Numerous OCT isoforms were recently cloned from various species and organs, including rat and human liver (Grundemann et al., 1994; Okuda et al., 1996; Gorboulev et al., 1997; Zhang et al., 1997; Kekuda et al., 1998). The transport substrates of all OCTs include relatively water-soluble small organic cations such as tetraethylammonium, N-methyl-4-pyridinium, and choline (Koepsell, 1998). These OCT substrates are not transported by Oatps as further indicated for the classic type I organic cations TBuMA, APM, APQ, and choline (Table 1). Similarly, small water-soluble organic anions are transported by members of the OAT subfamily, and none of these OAT substrates are also transported by Oatps (Kullak-Ublick et al., 1994, 1995), with the possible exceptions of methotrexate (Saito et al., 1996; Sekine et al., 1997) and prostaglandin E₂ (Kanai et al., 1995; Sekine et al., 1998). Interestingly, the charge appears to discriminate whether a relatively hydrophilic organic compound is a substrate for OCTs or OATs, whereas the charge plays an obviously less discriminative role for transport of more hydrophobic molecules by Oatps. Although the exact structural characteristics of Oatp substrates are not yet known, it can be speculated so far that increased size and hydrophobicity (and consequently a larger degree of albumin binding) might be two important features for qualification as an Oatp substrate. This assumption is supported by a recent study indicating that increasing the alkyl chain length is associated with a decreased translocation of n-tetraalkylammonium compounds by the human OCT1 (Zhang et al., 1999). Hence, long-chain n-tetraalkylammonium compounds might also be substrates of the human OATP. This speculation, as well as the assumption that in principle Oatps should possess at least three different substrate binding sites (i.e., a hydrophobic interaction site and a positively and a negatively charged binding site), the relative importance of accessibility of which might be variable in various Oatp isoforms, remains to be investigated in any detail. Nevertheless, our data support the conclusions that: 1) OATP mediates the clearance of highly lipophilic organic cations in human liver, and 2) members of the Oatp gene family of membrane transporters are in general responsible for the previously reported increase in hepatic clearance with increasing lipophilicity of various organic compounds (Proost et al., 1997).

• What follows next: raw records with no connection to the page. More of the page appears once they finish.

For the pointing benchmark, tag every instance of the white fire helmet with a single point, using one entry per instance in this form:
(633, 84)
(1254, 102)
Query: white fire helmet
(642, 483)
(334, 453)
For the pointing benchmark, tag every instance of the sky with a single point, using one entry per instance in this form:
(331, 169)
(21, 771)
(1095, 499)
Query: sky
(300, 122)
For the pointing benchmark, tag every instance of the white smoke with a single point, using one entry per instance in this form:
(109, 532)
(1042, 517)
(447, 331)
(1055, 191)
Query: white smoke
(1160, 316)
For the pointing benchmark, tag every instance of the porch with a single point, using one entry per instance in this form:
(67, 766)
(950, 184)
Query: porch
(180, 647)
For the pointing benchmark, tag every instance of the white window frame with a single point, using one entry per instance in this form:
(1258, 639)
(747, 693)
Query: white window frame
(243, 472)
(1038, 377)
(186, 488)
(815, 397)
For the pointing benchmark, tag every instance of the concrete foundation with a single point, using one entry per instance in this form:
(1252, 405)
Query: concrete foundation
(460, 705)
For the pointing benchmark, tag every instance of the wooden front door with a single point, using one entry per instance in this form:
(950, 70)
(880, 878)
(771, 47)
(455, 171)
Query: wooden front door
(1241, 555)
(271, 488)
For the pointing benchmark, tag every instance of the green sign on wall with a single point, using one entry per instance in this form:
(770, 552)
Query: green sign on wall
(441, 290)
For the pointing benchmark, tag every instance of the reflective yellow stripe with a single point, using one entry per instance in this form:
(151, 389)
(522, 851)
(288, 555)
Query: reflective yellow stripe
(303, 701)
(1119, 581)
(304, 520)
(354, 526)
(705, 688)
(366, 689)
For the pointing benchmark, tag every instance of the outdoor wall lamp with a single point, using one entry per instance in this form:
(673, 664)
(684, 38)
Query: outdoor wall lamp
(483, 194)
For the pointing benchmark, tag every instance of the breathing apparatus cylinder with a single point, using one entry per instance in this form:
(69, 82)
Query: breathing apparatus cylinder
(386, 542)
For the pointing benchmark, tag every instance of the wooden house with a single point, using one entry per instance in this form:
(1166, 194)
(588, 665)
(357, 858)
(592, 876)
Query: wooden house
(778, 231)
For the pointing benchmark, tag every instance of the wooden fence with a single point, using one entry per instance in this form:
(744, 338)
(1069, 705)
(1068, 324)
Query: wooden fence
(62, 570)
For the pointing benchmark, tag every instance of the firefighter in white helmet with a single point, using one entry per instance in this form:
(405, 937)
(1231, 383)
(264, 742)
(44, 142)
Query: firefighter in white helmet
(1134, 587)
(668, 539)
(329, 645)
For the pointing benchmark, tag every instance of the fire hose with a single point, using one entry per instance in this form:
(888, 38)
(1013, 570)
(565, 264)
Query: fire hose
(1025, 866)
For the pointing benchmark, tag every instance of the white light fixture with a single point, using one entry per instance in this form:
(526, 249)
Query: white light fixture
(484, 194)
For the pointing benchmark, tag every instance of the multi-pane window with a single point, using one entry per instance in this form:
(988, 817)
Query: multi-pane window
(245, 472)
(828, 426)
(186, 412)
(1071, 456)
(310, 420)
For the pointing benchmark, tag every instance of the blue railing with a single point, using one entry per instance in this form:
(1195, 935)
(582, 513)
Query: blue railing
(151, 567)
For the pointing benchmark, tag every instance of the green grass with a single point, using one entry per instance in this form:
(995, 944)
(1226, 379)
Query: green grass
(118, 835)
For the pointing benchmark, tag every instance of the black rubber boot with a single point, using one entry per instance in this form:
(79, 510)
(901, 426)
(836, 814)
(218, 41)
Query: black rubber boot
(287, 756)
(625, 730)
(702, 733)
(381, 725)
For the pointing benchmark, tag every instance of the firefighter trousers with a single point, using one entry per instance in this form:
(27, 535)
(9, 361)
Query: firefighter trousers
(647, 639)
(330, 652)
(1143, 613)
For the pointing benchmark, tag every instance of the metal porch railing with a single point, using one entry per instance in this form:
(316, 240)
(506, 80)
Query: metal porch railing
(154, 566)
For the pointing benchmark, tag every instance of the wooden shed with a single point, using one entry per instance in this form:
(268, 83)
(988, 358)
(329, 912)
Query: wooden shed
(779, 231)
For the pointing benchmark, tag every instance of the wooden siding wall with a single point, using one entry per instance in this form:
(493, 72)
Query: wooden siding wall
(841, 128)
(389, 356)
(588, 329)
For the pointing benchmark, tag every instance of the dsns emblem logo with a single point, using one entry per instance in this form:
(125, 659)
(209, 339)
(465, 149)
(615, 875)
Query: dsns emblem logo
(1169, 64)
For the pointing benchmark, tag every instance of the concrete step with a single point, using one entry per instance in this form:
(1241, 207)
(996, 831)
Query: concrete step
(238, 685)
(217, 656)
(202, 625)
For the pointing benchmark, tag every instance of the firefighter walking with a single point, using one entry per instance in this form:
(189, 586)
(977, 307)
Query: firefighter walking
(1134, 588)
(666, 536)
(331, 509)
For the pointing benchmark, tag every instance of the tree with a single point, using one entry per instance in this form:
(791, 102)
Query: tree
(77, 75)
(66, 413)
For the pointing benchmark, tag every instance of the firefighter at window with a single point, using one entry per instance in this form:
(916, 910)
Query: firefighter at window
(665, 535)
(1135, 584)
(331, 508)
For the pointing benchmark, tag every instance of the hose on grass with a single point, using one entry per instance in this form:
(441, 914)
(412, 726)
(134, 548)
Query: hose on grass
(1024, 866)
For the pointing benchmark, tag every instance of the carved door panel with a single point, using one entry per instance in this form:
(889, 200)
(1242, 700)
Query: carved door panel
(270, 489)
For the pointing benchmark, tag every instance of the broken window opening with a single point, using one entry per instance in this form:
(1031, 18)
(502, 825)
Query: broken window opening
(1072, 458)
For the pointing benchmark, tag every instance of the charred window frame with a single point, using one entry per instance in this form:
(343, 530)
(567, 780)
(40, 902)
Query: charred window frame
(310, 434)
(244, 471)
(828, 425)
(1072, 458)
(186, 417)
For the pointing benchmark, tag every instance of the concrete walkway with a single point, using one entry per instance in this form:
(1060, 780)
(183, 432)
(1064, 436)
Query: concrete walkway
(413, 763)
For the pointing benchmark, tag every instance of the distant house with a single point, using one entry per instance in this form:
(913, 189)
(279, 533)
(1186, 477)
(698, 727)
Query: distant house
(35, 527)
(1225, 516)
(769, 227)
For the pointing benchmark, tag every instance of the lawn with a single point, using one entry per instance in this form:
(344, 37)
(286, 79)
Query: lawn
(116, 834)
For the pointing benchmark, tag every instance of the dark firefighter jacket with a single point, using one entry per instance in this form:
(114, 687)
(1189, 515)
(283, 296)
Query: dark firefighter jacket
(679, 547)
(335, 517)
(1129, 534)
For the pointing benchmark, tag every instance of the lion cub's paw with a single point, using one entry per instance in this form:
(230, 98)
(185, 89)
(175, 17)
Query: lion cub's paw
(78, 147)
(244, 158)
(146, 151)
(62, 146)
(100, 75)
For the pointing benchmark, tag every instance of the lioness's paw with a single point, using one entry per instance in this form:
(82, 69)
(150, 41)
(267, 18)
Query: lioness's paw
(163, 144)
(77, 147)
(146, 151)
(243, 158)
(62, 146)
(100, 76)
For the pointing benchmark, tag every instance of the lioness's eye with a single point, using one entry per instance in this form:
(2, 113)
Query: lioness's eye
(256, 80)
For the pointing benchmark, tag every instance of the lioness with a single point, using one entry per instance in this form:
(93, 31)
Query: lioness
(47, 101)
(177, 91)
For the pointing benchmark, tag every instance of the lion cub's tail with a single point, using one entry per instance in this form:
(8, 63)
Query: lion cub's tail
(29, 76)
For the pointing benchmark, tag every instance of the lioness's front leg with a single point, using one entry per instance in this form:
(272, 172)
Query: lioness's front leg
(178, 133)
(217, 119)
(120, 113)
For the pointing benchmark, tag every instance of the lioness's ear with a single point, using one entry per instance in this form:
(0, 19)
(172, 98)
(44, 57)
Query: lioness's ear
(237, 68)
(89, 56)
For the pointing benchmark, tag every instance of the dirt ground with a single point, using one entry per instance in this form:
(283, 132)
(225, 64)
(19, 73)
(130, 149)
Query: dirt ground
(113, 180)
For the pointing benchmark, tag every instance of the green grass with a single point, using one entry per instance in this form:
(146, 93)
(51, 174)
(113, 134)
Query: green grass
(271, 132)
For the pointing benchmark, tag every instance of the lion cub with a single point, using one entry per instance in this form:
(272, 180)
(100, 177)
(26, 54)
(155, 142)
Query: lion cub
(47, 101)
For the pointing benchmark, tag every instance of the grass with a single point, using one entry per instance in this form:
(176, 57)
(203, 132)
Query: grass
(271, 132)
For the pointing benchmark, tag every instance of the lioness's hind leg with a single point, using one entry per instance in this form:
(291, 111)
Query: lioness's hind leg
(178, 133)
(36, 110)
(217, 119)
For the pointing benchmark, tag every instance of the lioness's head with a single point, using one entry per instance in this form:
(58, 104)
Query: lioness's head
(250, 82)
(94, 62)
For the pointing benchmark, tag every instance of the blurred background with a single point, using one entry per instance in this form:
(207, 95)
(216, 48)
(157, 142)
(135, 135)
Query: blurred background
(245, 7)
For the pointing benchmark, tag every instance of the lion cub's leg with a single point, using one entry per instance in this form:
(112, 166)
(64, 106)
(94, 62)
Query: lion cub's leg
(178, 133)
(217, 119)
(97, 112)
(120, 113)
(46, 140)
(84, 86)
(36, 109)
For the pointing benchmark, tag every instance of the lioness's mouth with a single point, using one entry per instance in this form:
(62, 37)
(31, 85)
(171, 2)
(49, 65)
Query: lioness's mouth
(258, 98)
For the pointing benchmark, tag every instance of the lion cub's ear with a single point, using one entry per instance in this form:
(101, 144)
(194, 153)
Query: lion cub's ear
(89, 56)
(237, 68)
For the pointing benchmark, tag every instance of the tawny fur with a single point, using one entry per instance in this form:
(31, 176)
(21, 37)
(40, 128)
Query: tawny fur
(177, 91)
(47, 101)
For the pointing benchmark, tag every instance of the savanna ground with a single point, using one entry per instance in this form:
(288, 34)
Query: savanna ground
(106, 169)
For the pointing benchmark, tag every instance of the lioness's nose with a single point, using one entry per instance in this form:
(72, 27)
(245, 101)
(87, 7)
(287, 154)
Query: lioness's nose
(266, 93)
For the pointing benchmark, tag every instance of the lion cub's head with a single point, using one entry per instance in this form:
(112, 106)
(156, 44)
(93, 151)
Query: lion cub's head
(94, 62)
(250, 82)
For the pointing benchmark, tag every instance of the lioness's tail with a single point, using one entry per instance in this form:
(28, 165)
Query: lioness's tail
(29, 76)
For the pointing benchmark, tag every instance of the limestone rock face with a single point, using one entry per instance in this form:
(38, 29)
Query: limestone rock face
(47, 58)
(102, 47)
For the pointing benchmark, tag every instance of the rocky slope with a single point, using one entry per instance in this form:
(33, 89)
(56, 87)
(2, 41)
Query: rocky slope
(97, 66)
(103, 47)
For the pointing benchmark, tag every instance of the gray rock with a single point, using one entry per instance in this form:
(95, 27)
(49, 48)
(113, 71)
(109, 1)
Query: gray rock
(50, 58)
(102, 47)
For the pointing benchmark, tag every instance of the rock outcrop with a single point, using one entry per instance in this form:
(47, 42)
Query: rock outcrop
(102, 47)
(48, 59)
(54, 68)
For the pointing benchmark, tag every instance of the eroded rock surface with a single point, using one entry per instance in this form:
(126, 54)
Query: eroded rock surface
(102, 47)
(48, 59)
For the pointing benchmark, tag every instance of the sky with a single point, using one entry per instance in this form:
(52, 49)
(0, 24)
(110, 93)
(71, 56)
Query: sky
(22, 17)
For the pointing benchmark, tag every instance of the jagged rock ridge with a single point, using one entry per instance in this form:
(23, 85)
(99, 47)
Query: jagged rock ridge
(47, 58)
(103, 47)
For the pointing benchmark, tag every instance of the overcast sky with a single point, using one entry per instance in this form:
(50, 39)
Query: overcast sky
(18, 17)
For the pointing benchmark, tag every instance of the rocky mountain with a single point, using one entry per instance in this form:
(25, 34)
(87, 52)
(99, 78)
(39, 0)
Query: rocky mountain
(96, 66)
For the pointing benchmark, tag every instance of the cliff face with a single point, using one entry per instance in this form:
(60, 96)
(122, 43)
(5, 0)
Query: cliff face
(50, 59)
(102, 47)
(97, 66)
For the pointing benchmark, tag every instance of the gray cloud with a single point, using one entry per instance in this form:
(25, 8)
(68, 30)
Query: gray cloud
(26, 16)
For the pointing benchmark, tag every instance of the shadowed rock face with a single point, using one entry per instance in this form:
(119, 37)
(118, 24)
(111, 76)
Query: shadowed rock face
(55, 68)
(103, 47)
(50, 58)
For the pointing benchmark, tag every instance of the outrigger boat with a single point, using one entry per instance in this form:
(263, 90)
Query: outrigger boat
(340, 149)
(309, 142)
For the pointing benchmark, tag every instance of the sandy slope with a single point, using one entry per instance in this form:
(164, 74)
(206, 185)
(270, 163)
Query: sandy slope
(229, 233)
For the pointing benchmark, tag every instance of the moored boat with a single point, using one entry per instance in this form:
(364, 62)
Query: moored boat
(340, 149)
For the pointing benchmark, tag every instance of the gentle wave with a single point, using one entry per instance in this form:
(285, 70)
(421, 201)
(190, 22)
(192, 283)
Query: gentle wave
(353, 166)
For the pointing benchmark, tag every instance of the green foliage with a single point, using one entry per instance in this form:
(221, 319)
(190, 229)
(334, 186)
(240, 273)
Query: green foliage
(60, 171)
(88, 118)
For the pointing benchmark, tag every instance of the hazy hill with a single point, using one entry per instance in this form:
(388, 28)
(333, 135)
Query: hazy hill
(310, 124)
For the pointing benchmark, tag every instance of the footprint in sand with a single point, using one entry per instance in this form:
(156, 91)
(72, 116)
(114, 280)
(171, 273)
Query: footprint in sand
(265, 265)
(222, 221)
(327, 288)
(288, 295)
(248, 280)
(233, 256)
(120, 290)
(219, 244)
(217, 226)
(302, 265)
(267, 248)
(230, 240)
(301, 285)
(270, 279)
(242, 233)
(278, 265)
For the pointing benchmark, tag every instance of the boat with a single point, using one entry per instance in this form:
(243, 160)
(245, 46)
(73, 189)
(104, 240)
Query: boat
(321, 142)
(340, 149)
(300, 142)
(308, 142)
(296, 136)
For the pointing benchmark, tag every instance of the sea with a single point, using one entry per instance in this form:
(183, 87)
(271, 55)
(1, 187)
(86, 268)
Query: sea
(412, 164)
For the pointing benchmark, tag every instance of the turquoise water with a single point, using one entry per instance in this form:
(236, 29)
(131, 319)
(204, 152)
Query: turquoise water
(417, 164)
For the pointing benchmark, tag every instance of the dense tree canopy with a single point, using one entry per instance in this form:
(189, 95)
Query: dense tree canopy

In conclusion, the present study provides definite evidence for transport of bulky type II organic cations by members of the Oatp gene family of membrane transporters. These results explain previous kinetic studies in the isolated perfused rat liver and in isolated hepatocytes and demonstrate that Oatp-mediated transport can account for the postulated multispecific organic cation transporter in rat and human livers (Steen et al., 1992; Meijer et al., 1997). Further work is required to define the structural features that are required to qualify organic compounds as Oatp substrates and to investigate the substrate-transporter interactions and the mechanism of transmembrane solute movement in more detail.